Researchers have developed new microscope technology that enables accurate and precise study of single biological molecules. Called as the standing wave axial nanometry (SWAN) technology, it combines atomic force and optical microscope technologies.
The novel technology enables complete three-dimensional measurements. Iowa State assistant professor of physics and astronomy and U.S. Department of Energy’s Ames Laboratory associate, Sanjeevi Sivasankar stated that the novel type of measurement can be employed to find out the position of molecules. Conventional technology enables measurement of single molecules only on a two-dimensional plane’s x and y axes.
Sivasankar has embarked on a research program to develop new tools to study biological cells and also study how biological cells stick to one another. As part of this study, the researchers attached a single molecule fluorescence microscope and a commercial atomic force microscope. The atomic force microscope’s tip was set above a focused laser beam, which leads to a standing wave pattern. Within this standing wave, a molecule that can emit light due to the treatment provided to it is placed. When the atomic force microscope’s tip moves up and down, the molecule’s fluorescence fluctuates and this is in relation to the distance from the surface. This distance can be measured by comparing with a marker.

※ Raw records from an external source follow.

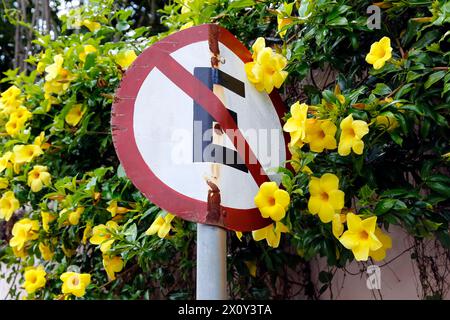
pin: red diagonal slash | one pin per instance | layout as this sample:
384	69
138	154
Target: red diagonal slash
122	120
201	94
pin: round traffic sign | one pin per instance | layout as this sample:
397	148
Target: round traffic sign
193	134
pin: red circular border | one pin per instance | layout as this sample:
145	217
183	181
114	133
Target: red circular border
125	144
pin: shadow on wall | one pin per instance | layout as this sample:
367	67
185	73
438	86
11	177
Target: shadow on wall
398	279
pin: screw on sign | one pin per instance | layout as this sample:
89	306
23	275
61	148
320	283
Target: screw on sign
193	134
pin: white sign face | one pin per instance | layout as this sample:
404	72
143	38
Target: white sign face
184	114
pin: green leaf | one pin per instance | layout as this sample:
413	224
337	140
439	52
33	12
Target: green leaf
439	187
396	138
433	78
122	26
121	172
339	21
90	61
381	89
384	206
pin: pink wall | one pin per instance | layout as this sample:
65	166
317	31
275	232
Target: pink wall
399	279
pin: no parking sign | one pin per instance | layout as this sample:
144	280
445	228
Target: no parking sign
193	134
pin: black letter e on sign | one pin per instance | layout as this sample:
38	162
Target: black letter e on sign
215	153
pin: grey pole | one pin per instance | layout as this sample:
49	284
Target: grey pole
211	263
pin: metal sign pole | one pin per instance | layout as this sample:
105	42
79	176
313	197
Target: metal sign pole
211	263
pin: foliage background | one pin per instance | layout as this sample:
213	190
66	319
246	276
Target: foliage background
402	177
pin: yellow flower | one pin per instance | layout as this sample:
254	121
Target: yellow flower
6	161
272	234
14	126
74	216
38	177
22	253
283	17
125	58
47	218
91	25
4	183
161	226
258	46
102	235
352	132
326	198
282	22
360	236
26	153
55	69
10	99
388	123
266	71
40	141
75	114
55	87
271	201
337	93
114	209
296	125
22	114
87	49
337	225
87	233
68	252
296	163
8	204
187	25
386	242
46	252
75	283
320	135
34	279
380	52
24	230
112	265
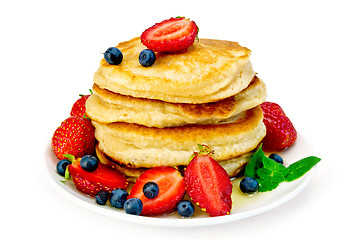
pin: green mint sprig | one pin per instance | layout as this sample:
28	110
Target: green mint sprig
270	174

The technology enabled the researchers to measure the molecule’s height with precision and accuracy in terms of nanometers. The measurements can be taken with a precision of 3.7 nm and accuracy less than an nm. For calibrating and testing the instrument, single strands of DNA and fluorescent nanospheres were used.
The novel technology will be useful for researchers requiring high-resolution data from microscopes.
Iowa State doctoral student in electrical and computer engineering, Chi-Fu Yen, who is also an Ames Laboratory student associate, is a co-author in the study.
The novel technology has been published in the journal Nano Letters.